Sapardi Djoko Damono tutup usia di tanggal 19 Juli 2020 dalam usia 80 tahun. Usai beberapa kali stroke ringan dan cuci darah untuk berbagai penyakit yang mendera tubuh.
Sapardi Djoko Damono sastrawan legenda yang puisinya diterima luas publik dan mampu menembus sekat keyakinan, usia, suku, dan ras.
Berlatar sastrawan-akademisi dengan gelar Guru Besar (Profesor) Ilmu Sastra di Fakultas Ilmu Budaya Universitas Indonesia. Â
Pemuisi ketika membuat puisi biasanya akan dipengaruhi oleh apa yang dibaca, apa yang dirasa, apa yang dilihat, didengar dan terjadiah respon namun melalui kata-kata.
Intinya, realitas internal dan eksternal dari berbagai sisi mempengaruhi si pemuisi ketika melahirkan karya puisi.

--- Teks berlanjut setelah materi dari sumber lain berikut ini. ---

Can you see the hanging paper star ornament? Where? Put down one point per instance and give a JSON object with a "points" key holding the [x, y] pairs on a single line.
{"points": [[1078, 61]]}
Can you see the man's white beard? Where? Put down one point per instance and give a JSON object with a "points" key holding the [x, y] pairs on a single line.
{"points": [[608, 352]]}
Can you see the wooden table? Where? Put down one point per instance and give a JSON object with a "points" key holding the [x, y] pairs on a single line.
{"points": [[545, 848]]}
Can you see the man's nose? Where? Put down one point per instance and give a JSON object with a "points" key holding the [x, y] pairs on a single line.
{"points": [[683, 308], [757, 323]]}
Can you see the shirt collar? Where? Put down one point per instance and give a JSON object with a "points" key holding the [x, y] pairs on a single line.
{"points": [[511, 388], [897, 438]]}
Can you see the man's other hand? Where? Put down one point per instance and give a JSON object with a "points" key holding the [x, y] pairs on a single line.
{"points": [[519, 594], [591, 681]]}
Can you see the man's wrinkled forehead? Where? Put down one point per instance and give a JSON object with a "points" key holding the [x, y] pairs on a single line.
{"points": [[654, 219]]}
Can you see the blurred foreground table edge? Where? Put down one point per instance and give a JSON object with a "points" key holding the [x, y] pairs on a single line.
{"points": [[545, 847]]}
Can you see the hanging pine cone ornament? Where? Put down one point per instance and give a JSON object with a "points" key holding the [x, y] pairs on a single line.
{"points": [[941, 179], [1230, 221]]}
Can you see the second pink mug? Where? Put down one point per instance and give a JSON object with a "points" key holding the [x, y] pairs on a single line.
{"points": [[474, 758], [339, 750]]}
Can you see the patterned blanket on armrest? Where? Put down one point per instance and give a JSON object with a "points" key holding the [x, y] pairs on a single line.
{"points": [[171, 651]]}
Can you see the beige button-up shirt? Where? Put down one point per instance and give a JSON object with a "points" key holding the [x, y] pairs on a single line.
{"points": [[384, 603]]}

Umpama pada Sutardji Calzoum puisinya merupakan "Pembebasan kata-kata dari kerangkeng pengertian yang membebani" dan kita mengenalnya dengan "kredo puisi." Â
Lain lagi dengan W.S. Rendra yang puisinya berisikan "Pemberontakan melalui kata" untuk melawan kesewenang-wenangan.
Puisi Taufik Ismail bagai "Kabar berita yang menggugat peristiwa" Sedangkan puisi Joko Pinurbo disebut "Puisi yang hadir."
Setiap pemuisi memiliki kecenderungan, gaya, pilihan diksi, imaji (simbol) dan nilai-nilai estetik yang berbeda-beda tak mesti disamakan semua.
Namun dalam puisi yang dibuat ada pemikiran, emosi, bentuk, kesan dan pesan yang ingin disampaikan pemuisi kepada masyarakat.